Much rather be out there going at it in 30* vs 80* any day.  I've been doing some recently on these nice days in the 60s.  It is beautiful and doable, but ideally I'd still prefer it much cooler. 

Also, come summer I'd much rather be spending time by the pool than wrestling with some tree trying to avoid heatstroke.  

One further, if it gets done in the fall/winter, for the majority of woods you can use it the following year.  Do it in the spring/summer and you'll be waiting an extra season.


----------



## AnalogKid (Oct 18, 2013)

Haha....  Somehow I skipped over Backwood's post and typed my response.  I just went back and read his and realize I just reiterated basically everything he just said.  

Hehehe.... Oops!


----------



## Backwoods Savage (Oct 18, 2013)

I type faster.


----------



## fossil (Oct 18, 2013)

BurnIt13 said:


> if cutting and splitting in the winter will be a *20% difference in MC*...why not?

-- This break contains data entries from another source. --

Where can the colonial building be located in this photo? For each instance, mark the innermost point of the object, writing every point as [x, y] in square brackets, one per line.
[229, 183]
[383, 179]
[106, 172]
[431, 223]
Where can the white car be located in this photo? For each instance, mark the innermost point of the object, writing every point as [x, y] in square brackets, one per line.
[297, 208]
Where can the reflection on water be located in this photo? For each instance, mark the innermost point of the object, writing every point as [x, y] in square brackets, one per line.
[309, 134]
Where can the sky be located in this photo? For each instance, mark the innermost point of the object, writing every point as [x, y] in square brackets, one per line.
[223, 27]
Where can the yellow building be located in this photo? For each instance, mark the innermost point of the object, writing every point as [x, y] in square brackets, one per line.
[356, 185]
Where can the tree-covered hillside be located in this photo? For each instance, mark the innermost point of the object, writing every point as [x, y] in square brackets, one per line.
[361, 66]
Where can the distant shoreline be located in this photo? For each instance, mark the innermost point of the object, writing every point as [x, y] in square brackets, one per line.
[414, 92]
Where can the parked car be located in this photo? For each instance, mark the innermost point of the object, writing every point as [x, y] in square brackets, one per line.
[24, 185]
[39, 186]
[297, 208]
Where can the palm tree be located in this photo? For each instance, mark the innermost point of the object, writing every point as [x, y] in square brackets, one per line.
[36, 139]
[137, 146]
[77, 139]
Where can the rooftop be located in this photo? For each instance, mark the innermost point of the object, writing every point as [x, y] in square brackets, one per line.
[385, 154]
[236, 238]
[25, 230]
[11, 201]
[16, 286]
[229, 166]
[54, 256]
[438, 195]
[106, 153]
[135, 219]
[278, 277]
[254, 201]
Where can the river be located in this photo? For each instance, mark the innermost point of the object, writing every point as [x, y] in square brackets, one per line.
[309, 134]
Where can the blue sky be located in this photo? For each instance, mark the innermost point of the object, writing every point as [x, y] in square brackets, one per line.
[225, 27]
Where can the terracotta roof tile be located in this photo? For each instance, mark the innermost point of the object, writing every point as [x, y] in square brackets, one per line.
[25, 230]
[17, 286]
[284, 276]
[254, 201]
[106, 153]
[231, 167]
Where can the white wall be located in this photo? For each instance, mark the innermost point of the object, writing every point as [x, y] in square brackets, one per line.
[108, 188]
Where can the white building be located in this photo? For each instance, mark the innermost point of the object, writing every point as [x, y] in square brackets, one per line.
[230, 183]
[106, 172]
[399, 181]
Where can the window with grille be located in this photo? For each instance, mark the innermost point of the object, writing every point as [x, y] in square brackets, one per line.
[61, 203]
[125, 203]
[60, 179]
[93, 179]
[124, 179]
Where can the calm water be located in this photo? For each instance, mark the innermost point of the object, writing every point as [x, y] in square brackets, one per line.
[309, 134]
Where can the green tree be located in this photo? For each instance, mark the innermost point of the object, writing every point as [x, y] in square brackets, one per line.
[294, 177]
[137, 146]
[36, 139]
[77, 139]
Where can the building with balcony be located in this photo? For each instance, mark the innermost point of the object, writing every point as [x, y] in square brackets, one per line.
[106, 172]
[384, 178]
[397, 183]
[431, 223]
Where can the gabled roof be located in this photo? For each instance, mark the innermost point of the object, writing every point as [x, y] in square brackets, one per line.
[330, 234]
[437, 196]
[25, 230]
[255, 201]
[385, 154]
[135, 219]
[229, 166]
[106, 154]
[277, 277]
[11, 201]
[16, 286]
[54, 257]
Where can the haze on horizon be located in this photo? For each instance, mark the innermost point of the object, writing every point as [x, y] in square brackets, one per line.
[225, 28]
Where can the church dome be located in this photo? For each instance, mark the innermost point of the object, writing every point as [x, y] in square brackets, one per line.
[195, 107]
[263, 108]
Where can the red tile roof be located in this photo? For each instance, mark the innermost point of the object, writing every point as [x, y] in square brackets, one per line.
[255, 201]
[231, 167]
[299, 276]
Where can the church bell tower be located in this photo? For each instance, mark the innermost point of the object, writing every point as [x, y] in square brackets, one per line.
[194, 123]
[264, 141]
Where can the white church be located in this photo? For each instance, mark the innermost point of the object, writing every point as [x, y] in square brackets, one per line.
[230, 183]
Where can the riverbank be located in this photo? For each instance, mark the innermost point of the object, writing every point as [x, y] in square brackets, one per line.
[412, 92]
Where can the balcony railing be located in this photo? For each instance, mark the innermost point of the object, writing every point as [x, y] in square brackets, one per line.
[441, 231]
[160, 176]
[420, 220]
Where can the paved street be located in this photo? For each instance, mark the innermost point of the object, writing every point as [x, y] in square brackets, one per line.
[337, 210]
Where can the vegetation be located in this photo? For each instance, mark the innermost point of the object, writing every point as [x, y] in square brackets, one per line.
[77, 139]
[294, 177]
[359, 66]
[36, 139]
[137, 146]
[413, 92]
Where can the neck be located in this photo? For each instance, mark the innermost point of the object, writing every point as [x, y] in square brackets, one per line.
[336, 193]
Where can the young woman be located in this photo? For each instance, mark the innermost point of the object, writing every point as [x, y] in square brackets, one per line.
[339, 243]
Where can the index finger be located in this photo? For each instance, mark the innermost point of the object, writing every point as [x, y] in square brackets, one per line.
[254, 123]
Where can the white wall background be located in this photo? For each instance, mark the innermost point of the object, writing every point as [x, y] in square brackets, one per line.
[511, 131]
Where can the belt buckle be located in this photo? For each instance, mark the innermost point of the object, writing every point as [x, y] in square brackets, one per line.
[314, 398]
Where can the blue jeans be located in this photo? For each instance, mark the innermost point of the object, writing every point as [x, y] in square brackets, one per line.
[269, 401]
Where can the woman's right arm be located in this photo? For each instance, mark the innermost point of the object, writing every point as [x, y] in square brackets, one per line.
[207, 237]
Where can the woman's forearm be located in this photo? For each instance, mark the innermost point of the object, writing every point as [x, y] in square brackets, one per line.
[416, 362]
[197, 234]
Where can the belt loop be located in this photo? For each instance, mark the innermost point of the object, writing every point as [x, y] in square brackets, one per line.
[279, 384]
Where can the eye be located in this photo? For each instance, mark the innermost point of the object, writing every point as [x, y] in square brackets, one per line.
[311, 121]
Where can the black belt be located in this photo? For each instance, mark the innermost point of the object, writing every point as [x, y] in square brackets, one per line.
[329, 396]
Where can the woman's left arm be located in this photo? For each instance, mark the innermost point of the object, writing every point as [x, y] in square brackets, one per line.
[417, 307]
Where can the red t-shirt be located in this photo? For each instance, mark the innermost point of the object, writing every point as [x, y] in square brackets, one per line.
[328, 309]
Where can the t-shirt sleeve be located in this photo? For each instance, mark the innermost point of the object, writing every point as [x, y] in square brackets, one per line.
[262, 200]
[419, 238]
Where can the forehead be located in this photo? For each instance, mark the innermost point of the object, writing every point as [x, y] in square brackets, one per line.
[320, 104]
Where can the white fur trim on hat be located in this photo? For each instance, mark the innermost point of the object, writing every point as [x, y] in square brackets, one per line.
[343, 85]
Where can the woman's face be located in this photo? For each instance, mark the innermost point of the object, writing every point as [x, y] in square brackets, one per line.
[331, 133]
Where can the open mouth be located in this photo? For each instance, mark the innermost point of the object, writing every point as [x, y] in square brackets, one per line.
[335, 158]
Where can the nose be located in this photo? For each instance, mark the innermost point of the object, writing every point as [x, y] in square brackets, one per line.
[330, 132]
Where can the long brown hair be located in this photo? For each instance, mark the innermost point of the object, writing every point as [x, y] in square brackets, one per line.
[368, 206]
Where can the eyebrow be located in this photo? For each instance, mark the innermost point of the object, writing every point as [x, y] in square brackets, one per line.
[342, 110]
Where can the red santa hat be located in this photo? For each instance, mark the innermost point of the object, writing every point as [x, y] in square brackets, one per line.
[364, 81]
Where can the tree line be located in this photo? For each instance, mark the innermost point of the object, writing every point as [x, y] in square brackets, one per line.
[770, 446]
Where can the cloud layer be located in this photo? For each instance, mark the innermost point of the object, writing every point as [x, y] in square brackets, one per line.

If that were the case, everyone who could would do it, and all of this talk about "best time" would have more substance than just rural myth.  (BTW, loggers don't always cut just in the Winter...they always cut when there's money to be made for cutting).


----------



## basod (Oct 18, 2013)

I do remember reading an old PDF file about logging with leaves vs no leaves and somewhere around 10% moisture loss was the verdict.
This will probably be the same if wood were css in a week... with Oak the first 10% will happen in short order - the next 20 - 30% takes time or a kiln


----------



## JOHN BOY (Oct 18, 2013)

The best time to cut down live tree's is when fall starts into winter .  i Hate cutting firewood when its hot and humid.  Nothing like firewood harvesting when its colder, then splitting the wood . Nothing like a brisk cold morning and hot coffee.Sap up or down ..who cares needs to be split to season , PERIOD .   Most firewood season's in 9-12 months so if your out cutting firewood now till March it should be ready to go for next winter . Now oak is gonna take 2 years.


----------



## Coog (Oct 18, 2013)

AnalogKid said:


> One further, if it gets done in the fall/winter, for the majority of woods you can use it the following year.  Do it in the spring/summer and you'll be waiting an extra season.



Nailed it.


----------